At the End of the Rainbow



Everyone is chomping at the bit to write about the recent SCOTUS decision to legalize same sex marriage nationwide.  And, why not?  It’s national news, right? 

Before I go any further, I want to let my readers know that I am 100% supportive of this new law.  But as great as this moment is for same-sex couples, the fact that it is considered news is sad to me.  Humanity has taken such a negative turn over the years, that we accept this as a huge win.  The reality is that it should have never been a fight in the first place. 

I’m going to take you inside my “everything is perfect” bubble.  Here are three things I see at the end of the rainbow.

I see the day where there is no LGBT “community”.  Before you get up in arms, hear me out.  The word “community” describes a sense of togetherness.  However, in recent years, community has been used to segregate different types of people.  In addition to the “LGBT” community, we have the “black” community, the “hispanic” community, the “polyamorous” community, and the list goes on.  While I understand the natural inclination to gather amongst people with similar backgrounds, I think creating sub-divisional groups, however unintentionally,  is a path that could make coming together extremely difficult in the future.  If we all want the same rights, we need to cross these communal boundaries and start making real attempts to understand each other so that we know how to fight for each other.  I think this SCOTUS decision was a small example of that.  But in my opinion, we need to work harder at becoming one human community.

I see the day where there is no more struggle, no more bullying, no more teen suicides from the pressures of being gay.  One thing I learned on my first real job was to “think outside of the box”.  However, in high school, teens put anyone who is unfamiliar to them inside a box-cool, nerd, jock, slut.  Adding gay, bi-sexual, transgender to an already mounting list of “flaws” that a student can potentially have does no good for the bully or the one being bullied. Kids bully based on fear, so it’s up to us as parents to address their fears in order for them to see inside each person they meet without judgement.

I see the day where a human being doesn’t have to “come out of the closet” to anyone-publicly or privately.  In today’s world, straight people don’t have to make announcements that they are straight.  When a celebrity is straight, it’s not national news.  No attention is paid to a straight person’s mannerisms, how he is dressed, who he is hanging out with.  It simply doesn’t matter.  So, what I wish for everyone is that your life matters to you and those who love you, and that everyone else walking by you on the street doesn’t think to care.

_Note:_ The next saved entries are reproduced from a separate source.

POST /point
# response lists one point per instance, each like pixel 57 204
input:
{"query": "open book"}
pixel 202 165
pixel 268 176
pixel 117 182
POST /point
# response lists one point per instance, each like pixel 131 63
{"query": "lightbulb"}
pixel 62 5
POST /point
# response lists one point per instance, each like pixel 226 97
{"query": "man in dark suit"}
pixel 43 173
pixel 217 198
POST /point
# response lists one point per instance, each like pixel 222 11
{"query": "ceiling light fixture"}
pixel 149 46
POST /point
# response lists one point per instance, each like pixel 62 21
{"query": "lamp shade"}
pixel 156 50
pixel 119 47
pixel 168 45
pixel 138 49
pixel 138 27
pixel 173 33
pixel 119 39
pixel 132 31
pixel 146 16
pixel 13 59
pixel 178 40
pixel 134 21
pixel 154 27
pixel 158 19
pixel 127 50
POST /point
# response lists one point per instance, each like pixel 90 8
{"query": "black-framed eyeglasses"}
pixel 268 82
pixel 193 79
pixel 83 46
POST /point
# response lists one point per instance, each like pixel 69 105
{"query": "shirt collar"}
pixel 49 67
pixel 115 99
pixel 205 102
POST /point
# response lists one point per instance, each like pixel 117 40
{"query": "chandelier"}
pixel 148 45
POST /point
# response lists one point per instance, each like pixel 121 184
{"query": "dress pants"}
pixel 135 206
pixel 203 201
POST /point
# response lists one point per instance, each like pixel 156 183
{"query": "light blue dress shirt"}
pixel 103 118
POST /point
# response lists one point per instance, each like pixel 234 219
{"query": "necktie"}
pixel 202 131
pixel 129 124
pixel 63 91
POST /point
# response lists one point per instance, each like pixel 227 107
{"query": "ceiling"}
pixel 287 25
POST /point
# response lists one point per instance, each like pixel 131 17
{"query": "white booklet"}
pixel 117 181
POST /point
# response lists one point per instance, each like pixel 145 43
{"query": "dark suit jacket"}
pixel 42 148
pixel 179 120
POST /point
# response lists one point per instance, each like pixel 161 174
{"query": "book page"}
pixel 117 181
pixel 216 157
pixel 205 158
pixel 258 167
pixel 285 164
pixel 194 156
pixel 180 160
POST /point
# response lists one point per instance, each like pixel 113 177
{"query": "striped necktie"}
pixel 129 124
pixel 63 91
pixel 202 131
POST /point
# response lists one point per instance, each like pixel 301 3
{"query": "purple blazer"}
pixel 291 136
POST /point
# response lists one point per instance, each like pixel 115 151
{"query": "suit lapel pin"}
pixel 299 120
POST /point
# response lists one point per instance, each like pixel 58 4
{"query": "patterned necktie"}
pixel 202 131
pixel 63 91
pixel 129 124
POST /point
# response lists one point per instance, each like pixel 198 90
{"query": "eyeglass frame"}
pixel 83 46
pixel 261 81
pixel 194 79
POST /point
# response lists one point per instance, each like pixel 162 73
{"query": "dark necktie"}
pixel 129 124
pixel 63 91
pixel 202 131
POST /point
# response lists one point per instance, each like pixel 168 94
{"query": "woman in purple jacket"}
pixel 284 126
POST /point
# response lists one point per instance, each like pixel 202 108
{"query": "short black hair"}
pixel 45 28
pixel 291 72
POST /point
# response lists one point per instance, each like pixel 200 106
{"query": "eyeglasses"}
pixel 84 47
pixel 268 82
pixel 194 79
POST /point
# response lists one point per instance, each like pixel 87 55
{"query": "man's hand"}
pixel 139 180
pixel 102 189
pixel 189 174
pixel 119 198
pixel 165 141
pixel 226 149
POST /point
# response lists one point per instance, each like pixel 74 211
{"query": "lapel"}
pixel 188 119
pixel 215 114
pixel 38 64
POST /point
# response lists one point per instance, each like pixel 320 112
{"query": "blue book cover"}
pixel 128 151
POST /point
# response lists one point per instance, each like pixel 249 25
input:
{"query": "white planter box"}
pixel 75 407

Of course, the vision in my bubble is easier said than done.  Do we have to march on Capitol Hill to get what we want?  Do we have to write letters to our congressman?  Do we have to start petitions?  Sure, these things can help.  But first, I think we all can take little parts of our dreams about how we see the world and guide ourselves and our children towards understanding them, accepting them and finding the gold at the end of our rainbow.